Thai eyes should be smiling

I’m not surprised, not naive or stupid. The sex industry is real, I know that. I’ve seen that. Sex tourism, thousands of years old. I know there are different ways people get caught in the industry, some choose, some don’t. I know that huge numbers of men, women and children are trafficked each year. It’s everywhere. It’s complex. I know all that. But here it’s on a scale and so in your face and so dehumanising that I just want to scream: “Stop! These sex-workers are people, they’re worthy of some respect and dignity and deserve some joy.” And I am really sad because no one would hear. We’ve stopped even joking about pretty young women (and men) taking their old grandfathers out for the night. Who knew there were so many old white men in the world. Oh and really who told them, that shaving their head made them virile and hot?  I’m totally struggling with South East Asian tourism’s acceptance of commodification of the human body.

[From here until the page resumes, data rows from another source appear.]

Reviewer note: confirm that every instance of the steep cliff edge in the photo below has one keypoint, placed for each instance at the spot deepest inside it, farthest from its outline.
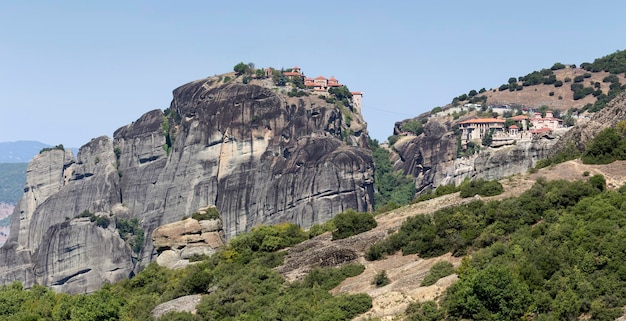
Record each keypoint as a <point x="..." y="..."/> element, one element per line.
<point x="431" y="157"/>
<point x="256" y="154"/>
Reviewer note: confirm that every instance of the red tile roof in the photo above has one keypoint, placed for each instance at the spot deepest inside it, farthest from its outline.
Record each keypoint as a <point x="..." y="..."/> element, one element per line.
<point x="540" y="130"/>
<point x="482" y="120"/>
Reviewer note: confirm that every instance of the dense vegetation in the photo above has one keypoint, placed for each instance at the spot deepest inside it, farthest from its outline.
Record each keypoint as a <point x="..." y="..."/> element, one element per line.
<point x="12" y="181"/>
<point x="242" y="280"/>
<point x="392" y="188"/>
<point x="553" y="253"/>
<point x="607" y="146"/>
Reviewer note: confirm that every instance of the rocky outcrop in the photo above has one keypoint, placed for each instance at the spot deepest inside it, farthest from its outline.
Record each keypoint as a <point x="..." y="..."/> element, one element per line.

It’s their dead eyes that haunt you.

Young men and women, held in the vice like grip of old white men, being walked like dogs on a leash. Mostly around here they’re attractive very young men. The women are a bit older, somehow more desperate. Some fake a smile at their owners, but most forgo even a mask of pretended affection. All of their eyes just look dead.

It’s that it’s everywhere. 

Every bar, cafe, took took, street. Day and night, though it’s worse after dark. Although by day I guess there’s also those young ones that sit like fruit on display outside massage joints. How green do you like your bananas? Young men and women, no hope, so forlorn. Their eyes look dead. Vacant. Blank. No happy ending to that viagra charged massage, not for them.

On the beach, a group of young Thai children were playing in the water. One Thai adult supervising. Later one boy appears left behind, alone with an old Slavic man. Surely not?

It’s that it seems so contrary. So wrong: these are people not objects!

The Thai people are beautiful, happy, gentle. Their smiles so wide and welcoming, so generous. We try and say Hello and Thank you in Thai. They smile wider and giggle, remember us when we return. Wave and call Hello. We smile at the “special massage” girls and boys sitting on the street, although they know we’ll say no. We buy fresh juice, coffee, snacks. We walk along and wave and smile, we try to chat with the street food vendors. These people are so generous.The waitresses at the Dutch coffee shop and the vendors alongside, so busy but still pausing to smile. The juice lady waves every time with the widest infectious smile, tells me I chose the wrong bananas and swaps them out for her best. Two juices and a bunch of bananas and she wants to give me change from $2. Our security lady hugs us and laughs, holds tight to my hand. I have to remember these happier faces.

I walked one night after dinner, just up the main street, along the foreshore. Not risking far off the tracks. I felt safe, I’m the wrong demographic. Walked around a hand job happening on the pavement, the man’s walking stick offering no privacy. Dodged a negotiation to go find a room. So many mismatched “couples” call it neo-liberal market dynamics, supply and demand, exploitation. The worst is the young Thai eyes, the dead eyes. No hope, no future, not even a mask of pretence. Do these ridiculous old men really believe these kids love them? Desire them? Or don’t they care as long as they come?

Thai people are not junk, not objects, not receptacles for white men’s stale cum. Their eyes should not be dead.